Memoirs of a Geisha (2005)

The casting is excellent throughout, although there was some controversy about casting Chinese actresses in the lead roles of what is absolutely a Japanese story. Ken Wanatabe is the only Japanese actor in a major role. All I can add to the debate is the observation that whatever rivalries exist between nations today can’t inform how films are made, or for that matter, reviewed, and that far more troubling to me was that the film is made in in English, rather than Japanese. But subtitles would limit the box office potential of a film like this to a mass audience, so the occasionally indistinct and far less subtle lingua franca of international finance wins out in the end.

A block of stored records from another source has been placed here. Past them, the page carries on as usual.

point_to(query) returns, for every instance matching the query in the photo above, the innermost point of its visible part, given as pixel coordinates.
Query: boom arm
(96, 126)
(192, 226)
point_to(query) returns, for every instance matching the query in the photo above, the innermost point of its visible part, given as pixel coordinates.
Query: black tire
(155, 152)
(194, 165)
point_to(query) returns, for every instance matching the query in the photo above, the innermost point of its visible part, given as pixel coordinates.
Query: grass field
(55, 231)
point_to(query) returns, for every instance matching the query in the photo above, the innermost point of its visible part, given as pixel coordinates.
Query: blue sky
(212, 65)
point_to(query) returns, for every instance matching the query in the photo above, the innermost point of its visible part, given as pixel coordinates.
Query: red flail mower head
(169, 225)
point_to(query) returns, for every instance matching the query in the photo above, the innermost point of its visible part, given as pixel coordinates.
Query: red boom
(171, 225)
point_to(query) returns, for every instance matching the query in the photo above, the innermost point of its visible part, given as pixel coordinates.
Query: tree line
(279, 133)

Memoirs of a Geisha (2005)

Regardless of how she delivers her dialogue, Ziyi Zhang (House Of Flying Daggers) has the face of an angel, sometimes blank and serene but always filled with subtleties and tiny human gestures that add tremendous soul to her performance. For his part, Watanabe’s Chairman, representing an idealised concept of love for the innocent Sayuri (his dropped handkerchief becomes her prized possession) plays a storybook romantic ideal, capable, brave and kind. But their gradual coming together takes a back seat to Sayuri’s own coming of age, which, once achieved, leaves the remainder of the broadly drawn, essentially formulaic Cinderella melodrama with nowhere to go. Still, it is a lovely thing to look at, and sometimes that's enough.

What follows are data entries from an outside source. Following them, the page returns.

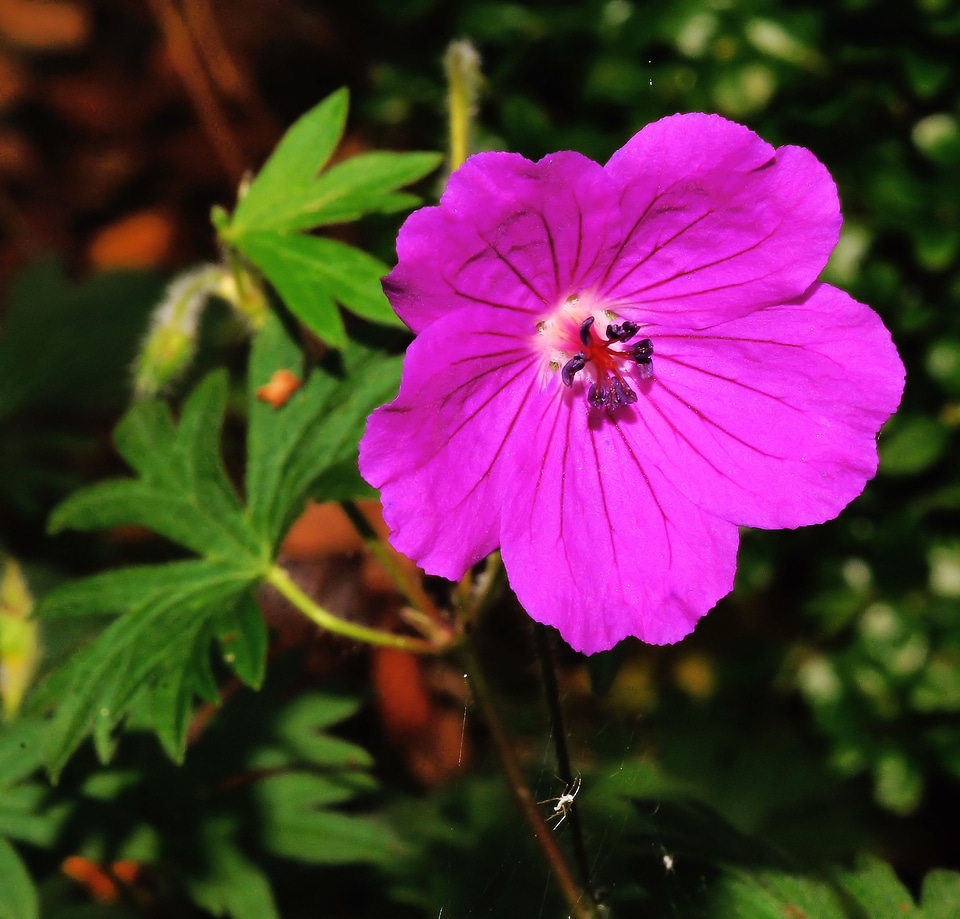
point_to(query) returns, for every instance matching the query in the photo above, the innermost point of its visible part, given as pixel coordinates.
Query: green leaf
(291, 195)
(301, 266)
(773, 895)
(940, 895)
(304, 150)
(291, 449)
(231, 884)
(876, 888)
(158, 646)
(69, 344)
(326, 837)
(18, 896)
(243, 638)
(155, 659)
(156, 654)
(183, 492)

Memoirs of a Geisha (2005)

In one way, the painstaking approach to the first two-thirds of the film, the precise and painstaking recreation of this complicated world, is to be applauded; it’s slow unravelling setting a totally immersive, captivating tone. However, the film as a whole never recovers from the brutal intrusion of the Second World War and the subsequent occupation of Japan by the beer-swilling, skirt-chasing Americans. A subplot running through the film that highlights how these young women were cast against each other as rivals falls flat in it’s clumsy resolution, with the viewers attention taken more with where they are (and how gorgeous it all looks) rather than what they are saying to one another or what it means to Sayuri’s desperate love. Marshall has conjured up a lost world with considerable fluency, but the magic of the film is in it's recreations, almost alien in their exoticism, and not its uninvolving emotions.

Memoirs of a Geisha (2005)

One of the primary reasons to recommend Memoirs is the beautifully composed, opulent imagery of rising Australian cinematographer Dion Beebe, who takes his inspiration from Japanese woodblock prints and the Shinto belief of Suijin, or water-worship, to create deep, graduated landscapes, swooping perspectives and moments of breathtaking visual poetry; like a sequence representing the end of the war, a stream running with what appears to be blood becomes images of Sayuri hand-washing a red obi. You won’t see a better-looking film this year, it’s a triumph of photography and production design and costuming, but once these images fade, you might be left wondering what happened to the story, which never achieves the same level of careful detail and, well, cinematic craftsmanship.